Two companies with vast experience in the construction of luxury hotels and residences are interested in building a hotel on a city-owned parcel adjacent to the Palm Avenue parking garage, close to the intersection of North Palm Avenue and Cocoanut Avenue.
Sarasota-based Floridays Development Co. and Atlanta-based Jebco Ventures Inc., which also has a Sarasota office, held a closed-door meeting with city staff Tuesday at City Hall to discuss their proposals during an invitation-to-negotiation session.
City Purchasing Manager Mary Tucker said the city has until Dec. 16 to negotiate a deal with either company, with the results to be presented to the Sarasota City Commission.
“The goal is to narrow down the candidate and present the findings to the commissioners early next year,” Tucker said.
Meanwhile, discussions with both companies are closed to the public, and neither party can discuss with the public its proposal for a hotel on the 40,000-acre site, which is permitted for a 10-story hotel. The state’s Sunshine Laws grant more latitude to closed meetings when they involve economic development decisions.
Floridays was founded in 1990 in Sarasota; its portfolio of resorts and hotels includes the Grande Riviera and Sarasota Bay Club resort communities in Sarasota and the Floridays Orlando Resort in Orlando.

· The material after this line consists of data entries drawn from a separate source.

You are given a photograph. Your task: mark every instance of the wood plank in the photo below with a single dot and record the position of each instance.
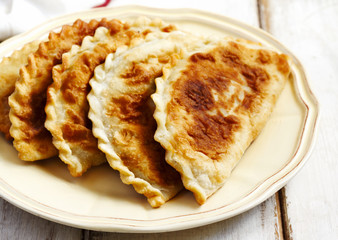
(245, 10)
(259, 223)
(309, 29)
(263, 221)
(18, 224)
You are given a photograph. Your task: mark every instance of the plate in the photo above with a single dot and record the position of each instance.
(99, 201)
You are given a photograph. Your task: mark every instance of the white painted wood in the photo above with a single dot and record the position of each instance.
(244, 10)
(258, 223)
(309, 29)
(262, 222)
(18, 224)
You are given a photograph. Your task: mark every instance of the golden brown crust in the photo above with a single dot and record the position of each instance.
(211, 108)
(27, 103)
(122, 113)
(67, 106)
(9, 73)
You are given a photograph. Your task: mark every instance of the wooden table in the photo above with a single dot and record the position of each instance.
(306, 208)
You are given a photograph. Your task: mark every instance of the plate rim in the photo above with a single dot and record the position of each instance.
(310, 128)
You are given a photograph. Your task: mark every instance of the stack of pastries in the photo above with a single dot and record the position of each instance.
(166, 108)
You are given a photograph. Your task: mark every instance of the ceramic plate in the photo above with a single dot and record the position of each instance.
(99, 201)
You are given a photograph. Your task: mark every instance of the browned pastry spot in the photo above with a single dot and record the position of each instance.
(31, 138)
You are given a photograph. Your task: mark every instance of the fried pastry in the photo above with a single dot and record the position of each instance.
(67, 106)
(122, 114)
(27, 115)
(9, 73)
(212, 105)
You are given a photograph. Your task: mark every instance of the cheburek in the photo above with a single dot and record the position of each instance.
(212, 105)
(9, 73)
(27, 115)
(67, 106)
(122, 114)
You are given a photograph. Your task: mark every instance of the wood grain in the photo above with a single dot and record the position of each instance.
(309, 29)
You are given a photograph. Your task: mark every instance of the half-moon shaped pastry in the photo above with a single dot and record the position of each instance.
(9, 73)
(31, 139)
(212, 105)
(67, 106)
(122, 114)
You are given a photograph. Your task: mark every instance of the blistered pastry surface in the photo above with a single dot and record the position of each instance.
(212, 105)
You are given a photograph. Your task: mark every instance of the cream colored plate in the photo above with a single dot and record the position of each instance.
(99, 200)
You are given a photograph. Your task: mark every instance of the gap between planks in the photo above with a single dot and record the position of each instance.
(286, 230)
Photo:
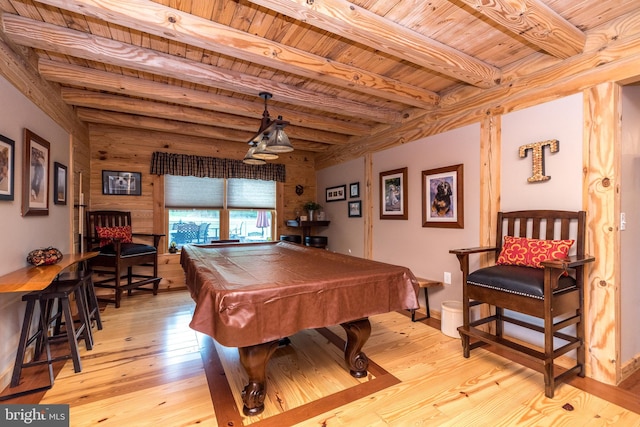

Floridays also has built a variety of residential communities and assisted-living facilities in areas such as Naples, Viera, Coral Springs and Tamarac.
Jebco Ventures is a 30-year-old company that has constructed a variety of high-rise residential buildings, mixed-use development, freestanding retail development, neighborhood retail centers and luxury residences and apartment buildings.
Although Jebco has developed properties for national retailers such as Home Depot and
Wal-Mart, its website also states that it “works selectively with outside partners to develop joint venture opportunities.”
Locally, Jebco’s portfolio includes downtown Sarasota’s Vista Bay Point two-building, luxury condominium towers. Jebco bought the land where Vista Bay Point sits and coordinated the development and sales of the 16 residences, which were completed in 2005.
City Planner Steve Stancel said last month, “It’s a goal of the city to have a working hotel right in the urban core … (The Palm Avenue parcel) makes for a good site because it’s a block-and-a-half from the waterfront and a block from Main Street. It’s an attractive site for a hotel developer.”
General negotiation parameters, Stancel said, include a willingness to put a hotel on the site, the mandatory use of the adjacent parking garage and the purchase of the land from the city.
Once staff completes its negotiations with prospective developers, it will make a recommendation to the Community Redevelopment Agency Advisory Board before the City Commission reviews the selection.
City Manager Bob Bartolotta said he believes officials have reviewed “very good proposals.”
At the same time, city staff is working on the development of the retail space on the ground floor of the Palm Avenue parking garage. The lowest of four bidders for that space came in at $1.6 million.
In a related matter, the commission will hold a discussion at its 2:30 p.m. Monday, Dec. 5, regular meeting to decide whether city staff should change the bid process for the future State Street parking garage, which the city has agreed to build in the next four years, to an invitation-to-negotiate process, similar to the hotel development plan.
The city already has issued a request for proposals to begin soliciting a design build team this summer for the State Street garage, but at least one interested party has requested an invitation-to-negotiate process.
There already has been preliminary discussion about a year-round farmers market and a CVS Pharmacy on the future first floor of the State Street garage.